The Real October Surprise: FBI Inquiry May Not Make Large Impact on Election

In what has been a Presidential campaign filled with surprises, Friday's letter from FBI Director James Comey has sparked the latest wave of political hysteria. Putting the politics and merits of the latest email controversy aside, an interesting polling question arises--how does such news affect the polls, and how will pollsters actually tie this controversy to polling numbers?

As we get closer to the election, the rapidity of polling results is increasing. Pollsters almost constantly have polls in the field. The problem, of course, is that in the race to get out the latest results, polls lag over several days. So, although there will be a rush to assign any movement in the race towards Trump to this latest email controversy, we need to be careful in assigning causality to one news story, especially so close to the race.

In fact, this is exactly the time of a race where both sides tend to consolidate their bases. The reported "tightening" in the polls over the last week has mainly been driven by Republicans consolidating their support for Trump. It is possible these latest allegations could consolidate that support even more, but it is a part of an expected consolidation trend that occurs close to Election Day.

As we are closer to the end of the race, the subset of voters for whom news will now change their vote is getting smaller and smaller. As much as I hate the overused pundit expression "baked in the cake," many voters who are pro-Clinton have already accounted for her prior email issues, as have many voters who are pro-Trump. The real effect of such news may be to just reinforce prior opinions.

So, when you look at the polls this week--and you hear news outlets trying to ascribe this email story to any changes in candidate support--ask yourself:

1. What dates were the polls taken?
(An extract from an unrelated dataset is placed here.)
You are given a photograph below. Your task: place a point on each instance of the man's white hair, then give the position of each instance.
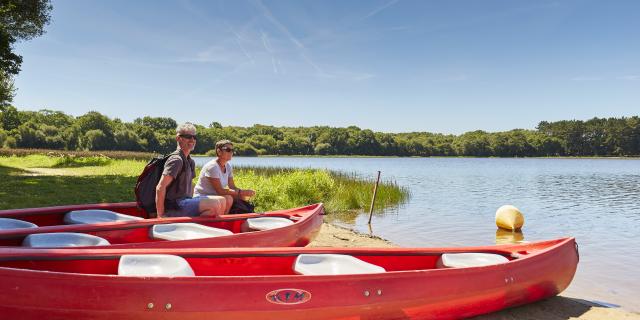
(186, 127)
Given the news was announced on Friday, has the voting public really had enough time that poll results today can incorporate this news?
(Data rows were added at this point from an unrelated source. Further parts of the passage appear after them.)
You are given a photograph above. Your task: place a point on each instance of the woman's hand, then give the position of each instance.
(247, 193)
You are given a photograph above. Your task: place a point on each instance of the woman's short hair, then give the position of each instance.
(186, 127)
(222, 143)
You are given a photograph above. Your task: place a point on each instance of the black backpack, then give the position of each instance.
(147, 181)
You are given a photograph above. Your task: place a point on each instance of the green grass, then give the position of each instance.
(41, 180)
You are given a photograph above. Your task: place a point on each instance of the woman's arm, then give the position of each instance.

2. Could there be effects of such news that aren't reflected in the simplistic metrics "vote for Trump" or "vote for Hillary"? Are there other questions in the polls besides the "horse race" that specifically ask about voters' views on emails that might provide better insight?
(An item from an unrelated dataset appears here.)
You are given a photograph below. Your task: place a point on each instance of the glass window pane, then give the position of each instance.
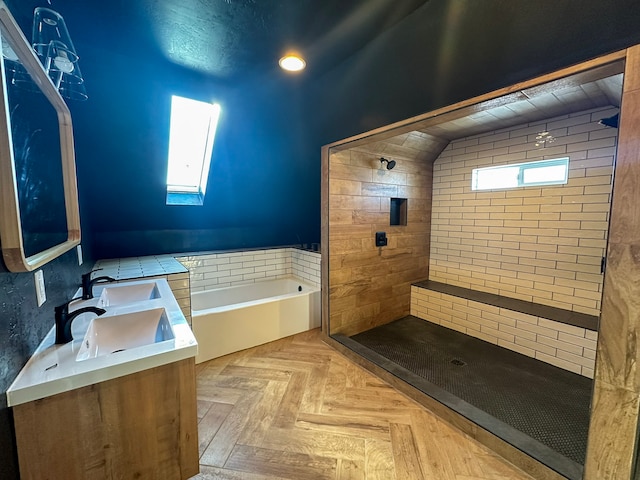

3. Finally, remember, turnout matters. And, predicting the effects of such news on turnout can be very tricky--and is something pollsters are far less adept at figuring out. For example, would negative news due to emails galvanize Republicans to vote for Trump, or could it galvanize a liberal base that feels it is unfair to Clinton to vote in greater numbers? Both are possible!

One of the great parts of polling is that it helps provide some concrete data on the state of the electorate. The downside is it can lead us to oversimplify complex narratives. Voting behavior is challenging to predict, especially in light of a campaign where so many negatives already exist about both candidates.